Никто не понимал, чего я надеялся добиться и для чего мне нужен был отпуск. Ни одной минуты я не воображал, что сумею лучше квалифицированного юриста идти по следам. И не собирался разбираться в этих «следах».

Просто я хотел, когда настанет час, воззвать к с о в е-с т и. Этому учил Ермак. Он был убежден, что у самого пропащего, самого подлейшего человека все разно есть совесть. Только надо суметь ее пробудить.

Глава двадцать первая

ЧТО ЖЕ ТАКОЕ СОВЕСТЬ?

С чего начать?

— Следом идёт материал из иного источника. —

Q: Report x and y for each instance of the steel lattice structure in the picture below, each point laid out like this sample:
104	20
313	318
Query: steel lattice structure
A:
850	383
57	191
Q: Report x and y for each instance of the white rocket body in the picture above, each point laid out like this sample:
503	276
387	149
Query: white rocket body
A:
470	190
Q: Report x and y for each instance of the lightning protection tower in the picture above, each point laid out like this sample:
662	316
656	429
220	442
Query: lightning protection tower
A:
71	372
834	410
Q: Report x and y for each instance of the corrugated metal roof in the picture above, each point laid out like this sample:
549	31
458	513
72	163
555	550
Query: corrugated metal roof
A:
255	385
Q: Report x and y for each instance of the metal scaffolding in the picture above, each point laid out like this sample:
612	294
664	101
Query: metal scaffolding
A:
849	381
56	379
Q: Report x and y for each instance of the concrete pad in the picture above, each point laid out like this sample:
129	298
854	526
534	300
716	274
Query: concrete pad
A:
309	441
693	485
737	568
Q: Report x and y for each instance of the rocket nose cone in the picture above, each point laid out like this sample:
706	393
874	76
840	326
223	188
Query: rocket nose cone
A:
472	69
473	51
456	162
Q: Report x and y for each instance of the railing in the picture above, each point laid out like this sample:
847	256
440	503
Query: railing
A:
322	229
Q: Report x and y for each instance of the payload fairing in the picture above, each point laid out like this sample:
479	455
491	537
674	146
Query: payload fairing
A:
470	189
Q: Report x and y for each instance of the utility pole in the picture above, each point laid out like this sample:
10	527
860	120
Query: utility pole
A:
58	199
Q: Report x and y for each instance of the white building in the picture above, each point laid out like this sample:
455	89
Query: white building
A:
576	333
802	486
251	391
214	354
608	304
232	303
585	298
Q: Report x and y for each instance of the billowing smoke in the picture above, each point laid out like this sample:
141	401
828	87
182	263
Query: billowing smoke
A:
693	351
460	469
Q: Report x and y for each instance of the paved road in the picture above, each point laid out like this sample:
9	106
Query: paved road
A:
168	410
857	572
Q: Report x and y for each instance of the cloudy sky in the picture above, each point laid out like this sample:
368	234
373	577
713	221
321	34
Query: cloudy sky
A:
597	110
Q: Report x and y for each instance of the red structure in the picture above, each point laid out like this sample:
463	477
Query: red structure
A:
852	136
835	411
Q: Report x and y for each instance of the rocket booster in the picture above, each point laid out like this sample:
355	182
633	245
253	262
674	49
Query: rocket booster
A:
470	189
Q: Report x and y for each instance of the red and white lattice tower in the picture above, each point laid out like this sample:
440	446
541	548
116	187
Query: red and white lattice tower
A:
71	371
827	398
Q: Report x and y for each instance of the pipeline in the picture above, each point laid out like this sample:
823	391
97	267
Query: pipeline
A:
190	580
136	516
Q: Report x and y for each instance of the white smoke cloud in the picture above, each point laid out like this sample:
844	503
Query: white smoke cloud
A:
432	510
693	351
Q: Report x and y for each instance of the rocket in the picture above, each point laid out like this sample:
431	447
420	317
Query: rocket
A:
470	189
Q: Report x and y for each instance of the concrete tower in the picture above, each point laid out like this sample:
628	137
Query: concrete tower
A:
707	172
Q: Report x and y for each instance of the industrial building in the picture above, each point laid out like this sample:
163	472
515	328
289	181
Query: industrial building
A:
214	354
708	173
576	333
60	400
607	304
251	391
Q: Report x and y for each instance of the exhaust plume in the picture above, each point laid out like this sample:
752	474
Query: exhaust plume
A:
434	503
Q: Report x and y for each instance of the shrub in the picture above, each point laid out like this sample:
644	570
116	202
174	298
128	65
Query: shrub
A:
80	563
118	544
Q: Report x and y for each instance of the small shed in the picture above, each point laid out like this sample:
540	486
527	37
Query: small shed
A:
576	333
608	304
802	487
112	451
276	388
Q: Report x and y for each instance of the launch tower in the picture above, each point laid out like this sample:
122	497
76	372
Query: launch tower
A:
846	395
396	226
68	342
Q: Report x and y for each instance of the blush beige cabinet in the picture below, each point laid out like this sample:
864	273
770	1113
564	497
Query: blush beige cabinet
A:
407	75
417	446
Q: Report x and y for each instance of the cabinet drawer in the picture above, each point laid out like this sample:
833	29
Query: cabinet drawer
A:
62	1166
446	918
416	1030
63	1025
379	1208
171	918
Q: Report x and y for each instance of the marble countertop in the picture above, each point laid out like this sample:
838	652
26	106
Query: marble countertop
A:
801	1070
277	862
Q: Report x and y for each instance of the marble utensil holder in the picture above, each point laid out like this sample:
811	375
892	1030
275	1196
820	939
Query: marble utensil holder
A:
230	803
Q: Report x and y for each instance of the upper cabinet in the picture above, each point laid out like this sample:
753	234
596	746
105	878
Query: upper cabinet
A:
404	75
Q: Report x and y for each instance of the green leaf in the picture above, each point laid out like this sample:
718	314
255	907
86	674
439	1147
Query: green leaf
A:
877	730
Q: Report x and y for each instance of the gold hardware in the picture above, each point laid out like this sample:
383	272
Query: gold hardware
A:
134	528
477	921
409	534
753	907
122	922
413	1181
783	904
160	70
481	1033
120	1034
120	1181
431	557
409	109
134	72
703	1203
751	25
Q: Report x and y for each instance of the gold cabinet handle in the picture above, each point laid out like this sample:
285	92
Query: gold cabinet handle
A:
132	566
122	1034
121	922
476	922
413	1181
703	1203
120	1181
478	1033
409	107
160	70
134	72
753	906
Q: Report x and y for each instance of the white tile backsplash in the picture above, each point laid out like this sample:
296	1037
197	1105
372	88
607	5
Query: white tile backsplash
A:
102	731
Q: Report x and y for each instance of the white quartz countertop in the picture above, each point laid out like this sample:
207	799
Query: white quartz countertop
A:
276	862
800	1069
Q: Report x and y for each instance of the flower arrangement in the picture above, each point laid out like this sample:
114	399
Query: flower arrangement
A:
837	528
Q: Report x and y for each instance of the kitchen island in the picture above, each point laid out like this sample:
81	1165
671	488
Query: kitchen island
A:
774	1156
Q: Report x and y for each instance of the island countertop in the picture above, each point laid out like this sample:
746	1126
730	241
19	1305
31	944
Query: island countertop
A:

Уходя с завода, я на всякий случай взял адрес работницы из кузнечного цеха. Не она была мне нужна — ее Олежка.

Я вернулся домой, надеясь застать Ату одну. Так и было. Грустно напевая, она вытирала пыль.

— Почему ты не на работе? — удивилась Ата.

Я объяснил. Она подошла и села рядом со мной на диване. Мне понравилось, как она на меня смотрела. Но ее лучистые зеленоватые глаза словно потускнели.

— Ты сходи к доктору! — вырвалось у меня.

— А мне как раз завтра идти к Екатерине Давыдовне.

— Слушай, Ата, — начал я серьезный разговор, — постарайся вспомнить, у кого Ермак бывал последние дни перед… Это очень важно.

Ата подперла смуглым кулачком подбородок.

— Всех перечислять?

— Всех. Ну, у нас был. Еще у кого?

— У Ляльки Рождественской. Он к ним часто ходит. Они говорят о тебе…

— Обо мне?

— Единственная тема их разговоров — Санди Дружников. Это их и объединяет.

— Хм, а я давно у них не был. Надо навестить Петра Константиновича и Ляльку.

— Я вчера была у них. Теперь я часто к ним хожу.

— Как Петр Константинович?

— Очень расстраивается из-за Ермака. Он ведь несколько раз ходил и к Недолуге, и везде… Только это… хуже.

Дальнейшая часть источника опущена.